Não seria correto afirmar que faltavam boas editoras de livros infantis. Ao contrário, o maior desafio era encontrar uma fresta, e entrar nesse território tão competente como bem explorado. A estratégia que desenhamos, então, procurava dar prosseguimento à mesma filosofia geral que orientava a Companhia: encontrar livros de reconhecida qualidade editorial, combinados com muito apuro gráfico. Foi assim que, juntando dois mais dois, tentamos somar cinco!

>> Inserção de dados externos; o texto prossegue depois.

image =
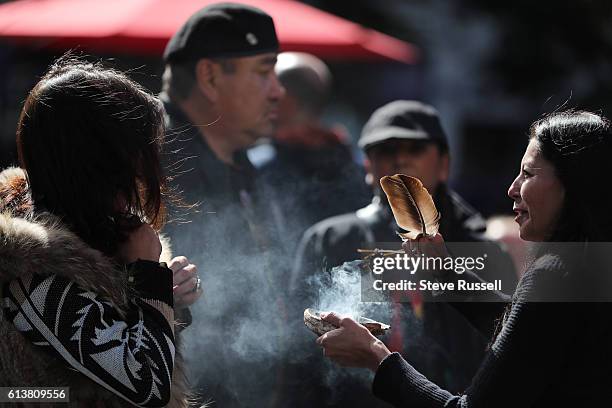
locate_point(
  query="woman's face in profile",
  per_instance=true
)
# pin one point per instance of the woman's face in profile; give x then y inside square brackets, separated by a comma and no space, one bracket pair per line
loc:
[537,194]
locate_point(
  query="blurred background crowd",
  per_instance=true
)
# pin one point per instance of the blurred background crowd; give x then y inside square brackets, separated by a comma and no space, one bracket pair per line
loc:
[488,68]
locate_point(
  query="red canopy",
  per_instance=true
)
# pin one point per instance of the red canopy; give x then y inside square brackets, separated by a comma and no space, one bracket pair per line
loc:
[145,26]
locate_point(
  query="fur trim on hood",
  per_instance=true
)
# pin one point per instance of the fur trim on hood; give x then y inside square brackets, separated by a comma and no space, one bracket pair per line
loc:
[32,243]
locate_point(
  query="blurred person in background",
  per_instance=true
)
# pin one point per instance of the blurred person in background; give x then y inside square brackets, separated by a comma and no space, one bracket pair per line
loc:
[86,303]
[221,95]
[405,137]
[311,172]
[552,348]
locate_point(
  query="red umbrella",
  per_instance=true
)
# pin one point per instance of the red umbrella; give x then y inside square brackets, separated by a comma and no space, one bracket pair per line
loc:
[145,26]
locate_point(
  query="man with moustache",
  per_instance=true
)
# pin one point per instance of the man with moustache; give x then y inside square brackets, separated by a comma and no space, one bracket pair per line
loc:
[221,94]
[405,137]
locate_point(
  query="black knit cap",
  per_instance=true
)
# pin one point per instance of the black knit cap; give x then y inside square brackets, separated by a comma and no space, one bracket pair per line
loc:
[223,30]
[411,120]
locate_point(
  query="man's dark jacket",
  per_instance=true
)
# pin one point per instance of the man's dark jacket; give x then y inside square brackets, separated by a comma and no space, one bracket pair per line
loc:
[229,236]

Em primeiro lugar, o suposto vigente na editora era que boa literatura não tinha pátria. Entretanto, se o princípio parecia correto para o mundo dos adultos, o mesmo não valia para as crianças. Ou melhor, naquele momento, vigorava um certo preconceito no país com relação à literatura estrangeira infantojuvenil. A concepção vigente era que livros infantis não “viajavam” bem e sobreviviam mal à operação de tradução. Usando da experiência acumulada na Companhia apostávamos, porém, que havia, sim, lugar para esse tipo de filão. Mais ainda, constatamos que grandes nomes da literatura infantil internacional tinham seus direitos ainda livres para o Brasil. Aí estava, quem sabe, uma das nossas vocações. 

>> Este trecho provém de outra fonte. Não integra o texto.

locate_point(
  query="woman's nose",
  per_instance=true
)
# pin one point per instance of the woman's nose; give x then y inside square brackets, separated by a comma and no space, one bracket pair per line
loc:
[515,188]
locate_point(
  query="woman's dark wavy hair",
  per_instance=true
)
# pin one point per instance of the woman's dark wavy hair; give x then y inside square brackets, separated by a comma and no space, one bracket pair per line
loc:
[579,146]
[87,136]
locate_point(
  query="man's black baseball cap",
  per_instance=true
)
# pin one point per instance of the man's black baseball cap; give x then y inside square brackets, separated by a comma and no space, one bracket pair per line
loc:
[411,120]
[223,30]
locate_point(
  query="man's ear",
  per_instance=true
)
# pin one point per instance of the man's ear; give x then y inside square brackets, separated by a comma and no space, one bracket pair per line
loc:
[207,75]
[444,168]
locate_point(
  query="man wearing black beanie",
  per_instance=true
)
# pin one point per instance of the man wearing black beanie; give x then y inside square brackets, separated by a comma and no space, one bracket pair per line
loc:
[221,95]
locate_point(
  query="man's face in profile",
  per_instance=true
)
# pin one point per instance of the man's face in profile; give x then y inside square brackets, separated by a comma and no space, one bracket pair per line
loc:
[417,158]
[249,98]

Pois bem, foi no ano anterior à criação da Letrinhas, em 1991, que tomei coragem e participei da Feira de Frankfurt como “agente duplo”. Se já frequentava aquele evento fazia anos, mas na condição de editora de livros acadêmicos, agora propunha-me a dividir o calendário, visitando alguns estandes infantis. E o mundo se abriu de uma forma quase que definitiva. Lembro de sair desses encontros entusiasmada. Entre as histórias dos adultos e as histórias das crianças meu interesse balançava, e fui logo percebendo que havia muito chão naquela estrada. E a decisão, no que concerne à seleção de livros estrangeiros, veio rápida: íamos começar com Peter Rabbit, o coelho doce e esperto da inglesa Beatrix Potter — que era quase uma instituição no Reino Unido —, e o elefante Babar, outro personagem simpático e muito famoso na França.

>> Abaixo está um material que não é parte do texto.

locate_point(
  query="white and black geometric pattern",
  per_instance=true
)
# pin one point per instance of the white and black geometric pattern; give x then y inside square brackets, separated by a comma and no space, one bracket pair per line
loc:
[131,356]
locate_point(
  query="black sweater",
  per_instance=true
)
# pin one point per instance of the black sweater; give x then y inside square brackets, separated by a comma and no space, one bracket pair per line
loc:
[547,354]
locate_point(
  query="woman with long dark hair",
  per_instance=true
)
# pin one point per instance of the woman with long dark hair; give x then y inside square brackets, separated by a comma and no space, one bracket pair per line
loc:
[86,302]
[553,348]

Mas, jovens que éramos, queríamos arriscar ainda mais. Portanto, e em segundo lugar, achamos por bem procurar por “continuidade”, no caso dos autores de nosso catálogo. Convidamos, assim, os escritores da Companhia para criar livros infantis, e surpreendemos vários deles com esse tipo de desafio. Foi com esse objetivo que chamamos Ruy Castro para recontar a história de Alice no país das maravilhas, de Lewis Carrol. A princípio, ele estranhou a iniciativa. Com o tempo, porém, esse livro virou, e nos termos do seu autor, um “clássico”. Pedimos também ao poeta José Paulo Paes, outra “prata da casa”, que fizesse poemas ligados à atividade de letramento. E assim surgiu Uma letra puxa a outra, esse livro que mistura sensibilidade com muita imaginação e bom humor. Com esses dois títulos demos início a um tipo de proposta que permanece forte no catálogo da Letrinhas: não pretendemos apenas publicar e veicular obras já existentes; nosso desafio é também dar forma a projetos que nós próprios criamos e acreditamos.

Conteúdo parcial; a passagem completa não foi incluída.